С Троекуровыми отношения графини со времени приезда Сусальцевых как бы совсем прекратились. Она не могла не заметить, что ее компания не приходилась по вкусу ни отцу, ни дочери; встречаясь с нею на прогулке, они холодно раскланивались и проходили мимо не останавливаясь. Сусальцев при этих встречах, как бы движимый невольным чувством почтения, скидал поспешно первый шляпу с головы и отвешивал им низкий поклон…
– Вы могли бы быть менее усердны в ваших учтивостях! – желчно отрезала ему однажды жена по этому случаю.
Он слегка покраснел.
– Что же, человек почтенный, – пролепетал он, – и девица дочь его опять…
– Такая же противная фуфыря, как он сам! – перебила она.
Он замолк.
– У тебя что-то с ними есть, Tony, – вмешалась графиня, – vous ne vous aimez pas, pourquoi47?
– Я к ним совершенно равнодушна, – уронила та в ответ с высокомерным и презрительным движением губ, – но имела la malchance48 внушить несчастную страсть одному жалкому господину, которого monsieur de Troekourof прочил в мужья своей царевне, и они мне вдвоем этого простить не могут.

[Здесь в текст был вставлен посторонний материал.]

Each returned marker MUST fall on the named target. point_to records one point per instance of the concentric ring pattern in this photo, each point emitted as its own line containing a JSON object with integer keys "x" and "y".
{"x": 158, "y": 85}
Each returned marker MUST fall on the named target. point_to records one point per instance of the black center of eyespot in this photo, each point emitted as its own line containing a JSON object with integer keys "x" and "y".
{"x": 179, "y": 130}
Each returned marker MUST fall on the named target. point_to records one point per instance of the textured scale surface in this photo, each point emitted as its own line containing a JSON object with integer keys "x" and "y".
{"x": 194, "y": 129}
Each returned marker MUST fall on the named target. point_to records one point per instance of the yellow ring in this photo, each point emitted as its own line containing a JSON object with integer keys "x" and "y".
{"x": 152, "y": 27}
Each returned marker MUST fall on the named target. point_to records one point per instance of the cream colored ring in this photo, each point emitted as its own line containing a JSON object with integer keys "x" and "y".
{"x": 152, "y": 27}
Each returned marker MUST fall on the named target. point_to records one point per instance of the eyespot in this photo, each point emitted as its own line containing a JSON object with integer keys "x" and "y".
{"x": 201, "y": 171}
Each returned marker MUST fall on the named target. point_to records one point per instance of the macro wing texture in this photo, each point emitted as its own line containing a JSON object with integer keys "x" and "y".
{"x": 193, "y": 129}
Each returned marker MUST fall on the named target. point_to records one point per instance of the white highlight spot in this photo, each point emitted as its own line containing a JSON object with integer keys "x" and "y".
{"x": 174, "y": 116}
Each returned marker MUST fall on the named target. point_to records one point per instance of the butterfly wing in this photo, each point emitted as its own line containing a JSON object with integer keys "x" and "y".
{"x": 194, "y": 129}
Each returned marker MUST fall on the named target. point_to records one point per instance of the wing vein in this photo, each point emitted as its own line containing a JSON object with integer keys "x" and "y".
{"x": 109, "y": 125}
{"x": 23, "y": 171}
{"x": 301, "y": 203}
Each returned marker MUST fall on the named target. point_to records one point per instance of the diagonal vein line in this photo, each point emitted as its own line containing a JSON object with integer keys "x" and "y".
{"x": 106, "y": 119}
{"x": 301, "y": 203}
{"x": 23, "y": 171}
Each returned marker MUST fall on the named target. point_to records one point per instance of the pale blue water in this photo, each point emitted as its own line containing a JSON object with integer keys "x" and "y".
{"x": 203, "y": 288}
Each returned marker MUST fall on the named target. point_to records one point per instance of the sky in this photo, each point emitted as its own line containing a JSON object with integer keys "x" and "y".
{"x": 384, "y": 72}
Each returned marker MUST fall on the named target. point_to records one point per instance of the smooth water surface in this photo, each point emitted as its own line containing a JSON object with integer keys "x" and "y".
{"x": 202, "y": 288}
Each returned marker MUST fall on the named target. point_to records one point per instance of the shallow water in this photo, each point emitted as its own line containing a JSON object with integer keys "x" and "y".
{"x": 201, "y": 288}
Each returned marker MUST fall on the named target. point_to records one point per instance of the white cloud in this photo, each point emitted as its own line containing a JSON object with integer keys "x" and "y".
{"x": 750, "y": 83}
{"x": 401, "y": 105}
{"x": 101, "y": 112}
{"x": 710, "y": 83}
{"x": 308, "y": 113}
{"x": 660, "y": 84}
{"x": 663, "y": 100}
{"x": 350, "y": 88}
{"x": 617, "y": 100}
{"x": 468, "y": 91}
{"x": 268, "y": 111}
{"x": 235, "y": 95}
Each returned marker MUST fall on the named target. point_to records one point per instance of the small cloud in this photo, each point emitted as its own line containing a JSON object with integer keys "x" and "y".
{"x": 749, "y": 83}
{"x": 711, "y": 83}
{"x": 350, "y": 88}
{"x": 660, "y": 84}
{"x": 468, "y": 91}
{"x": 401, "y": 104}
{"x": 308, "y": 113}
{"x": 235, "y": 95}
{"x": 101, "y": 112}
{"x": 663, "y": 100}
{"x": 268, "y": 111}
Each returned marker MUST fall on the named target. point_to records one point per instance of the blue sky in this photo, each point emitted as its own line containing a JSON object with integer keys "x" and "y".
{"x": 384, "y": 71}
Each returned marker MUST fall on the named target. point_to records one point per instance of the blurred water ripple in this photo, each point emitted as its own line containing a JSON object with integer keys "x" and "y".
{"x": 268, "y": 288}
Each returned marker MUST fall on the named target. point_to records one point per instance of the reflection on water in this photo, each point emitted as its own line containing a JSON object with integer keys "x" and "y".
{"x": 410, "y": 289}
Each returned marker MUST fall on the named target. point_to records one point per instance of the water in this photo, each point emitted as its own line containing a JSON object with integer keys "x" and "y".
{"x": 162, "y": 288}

– Вы его знаете? – быстро обернулась графиня к Сусальцеву.
– Кого это-с? – спросил недоумело тот.
– A вот этого, которого жена ваша называет «жалким господином».
– Знаю-с, – широко осклабился он.
– И что же он, в самом деле жалкий?
– Ничего не «жалкий», – возразил он, самодовольно встряхивая плечом, – весьма даже благоприличный, по-моему, и вполне комильфотный молодой человек… A, впрочем, как вам известно, ваши женские вкусы с нашими редко когда сходятся.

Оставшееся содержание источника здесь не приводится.